Die Künstlerinnen Marlis Albrecht und Rosa Baum zeigen ihre Gemälde von Mensch und Tier im Stadttheater

 

Keine Hintergründe, keine Szenerie: Pur und unverstellt präsentieren die Malerinnen Marlis Albrecht und Rosa Baum ihre Protagonisten derzeit im Stadttheater in der Ausstellung „In bester Gesellschaft“. In Filmsprache übersetzt: Sie zoomen das Leben heran. Nur, dass Albrecht Menschen und ihre Beziehungen malerisch untersucht, während Baum Tiere mit ins Boot nimmt.

Sie haben kleine Knopfaugen, lange Nasen und meist rote Flecken auf den Wangen. Und irgendwie sind sie sehr musikalisch, die Menschen, die Marlis Albrecht genauer betrachtet. Sie stellt mit Rosa Baum derzeit ihre Werke aus. Foto: Kögler

An archaische Höhlenmalerei erinnern ihre Wesen. Naturfarben, längliche Köpfe und Körper. Bewusste Schlichtheit. Die Stiere, Ziegen, Katzen sind einfach da, massiv und sicher, ganz so, wie Tiere die Menschen durch ihre ungeheure, unbewusste Präsenz beeindrucken, beruhigen und zugleich verunsichern. Das Expressive ist wohl dosiert, vermittelt sich aber deutlich durch die Pinselführung. Stimmige, kraftvolle und begabte Arbeiten.

 

Virtuose Technik

Albrecht kommt eher heiter-ironisch daher, allerdings ohne Bösartigkeit.
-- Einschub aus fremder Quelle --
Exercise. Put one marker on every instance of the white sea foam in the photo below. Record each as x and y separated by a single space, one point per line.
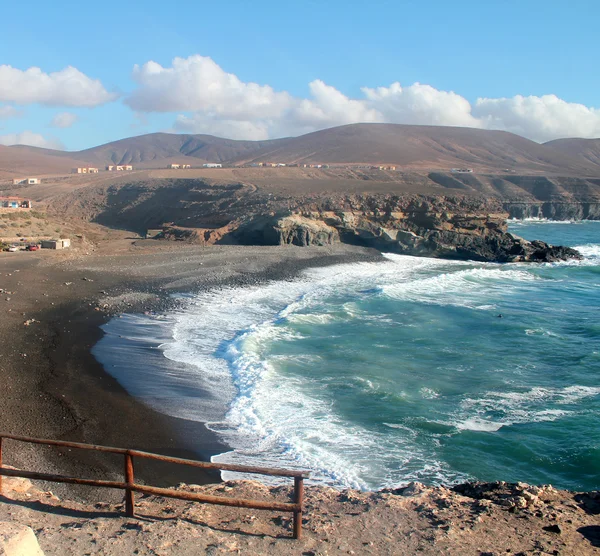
478 425
530 406
471 287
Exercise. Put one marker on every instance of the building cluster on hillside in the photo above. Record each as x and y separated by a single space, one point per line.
85 170
14 203
26 181
319 166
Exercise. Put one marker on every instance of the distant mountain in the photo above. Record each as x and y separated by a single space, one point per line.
585 149
21 161
148 150
422 147
406 146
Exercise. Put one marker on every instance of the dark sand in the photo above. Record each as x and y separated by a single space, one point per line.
52 387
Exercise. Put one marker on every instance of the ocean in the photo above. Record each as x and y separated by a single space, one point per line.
373 375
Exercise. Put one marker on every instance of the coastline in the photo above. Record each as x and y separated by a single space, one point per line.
55 388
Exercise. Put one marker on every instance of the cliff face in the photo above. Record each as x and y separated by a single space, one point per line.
553 210
464 216
454 228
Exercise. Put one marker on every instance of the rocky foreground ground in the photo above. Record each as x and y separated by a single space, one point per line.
477 518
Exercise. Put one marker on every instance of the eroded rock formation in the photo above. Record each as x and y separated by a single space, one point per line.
456 228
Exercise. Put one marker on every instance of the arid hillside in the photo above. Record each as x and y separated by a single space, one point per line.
425 147
585 149
20 161
407 147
Sie liebt diese Geschöpfe, die sie in ungewöhnlicher, virtuoser Wachs-Tempera-Technik gemalt, aufgetragen, eingekratzt, freigelegt hat. Perfekt zum Theater-Foyer passend geht es oft um Menschen, die im künstlerischen Ausdruck begriffen sind: Geiger, ein Tango-Tanzpaar, ein „Duo mit Hörnern“, eine Familie, die sich zu einer Art Chorgesang versammelt hat, ohne die internen Verknüpfungen und Brüche zu verheimlichen. Eine Szene die man zu kennen glaubt und an der man sich nicht sattsehen kann.

 

Ob es an den Engeln liegt, die sanft ironisch und leicht verschlafen über allem wachen, Schutzgeister, wie alle Menschen sie brauchen? Tritt man näher und untersucht die Machart der Arbeit, kann man über tausend Kniffe und Feinheiten, über die bunten Farben und ihre Schichtungen staunen. Die Köpfe gestaltet Albrecht mit einem Schuss Amadeo Modigliani, gerade bei den Damen, die Körper teils lang und gebogen wie bei Giacometti. Das Spektrum menschlicher Verhaltensweisen ist weit und Albrecht gelingt das Kunststück, das Wichtigste einzufangen. Eine Künstlerin, die man im Auge behalten sollte und die neue Glanzpunkte im Stadttheater setzt.

 

Er hatte die bessere Joe-Cocker-Stimme, schrieb aber seine Lieder selbst: Kevin Coyne der letzte Woche im Alter von 60 Jahren verstarb. Ja er malte auch. Und wie. Die Werke des Nürnberger Künstlers, der sich standhaft: weigerte. Deutsch zu lernen, könnten zweidimensionale Ken-Loach-Filme sein, so anrührend und dramatisch und zum Weinen schön-derb.

 

Wer hätte gedacht, dass Coyne im Stadttheater seinen letzten Ausstellungsraum finden würde, denn seine Werkschau war die vor Baum und Albrecht. Nun ist eine Gedächtnisausstellung im zweiten Foyer daraus geworden, voller Krokodile, Kriegsvögel, gebeutelter Männer im Clinch mit sich und der Welt. Jedes Bild erzählt eine alltägliche, etwas traurige Geschichte, voll Liebesleid, psychischem Konflikt. Verletzungen, Politik. Diesen furiosen, comic-haften Stil hatte nur einer drauf. Unglaublich, unwiederbringlich unverzichtbar.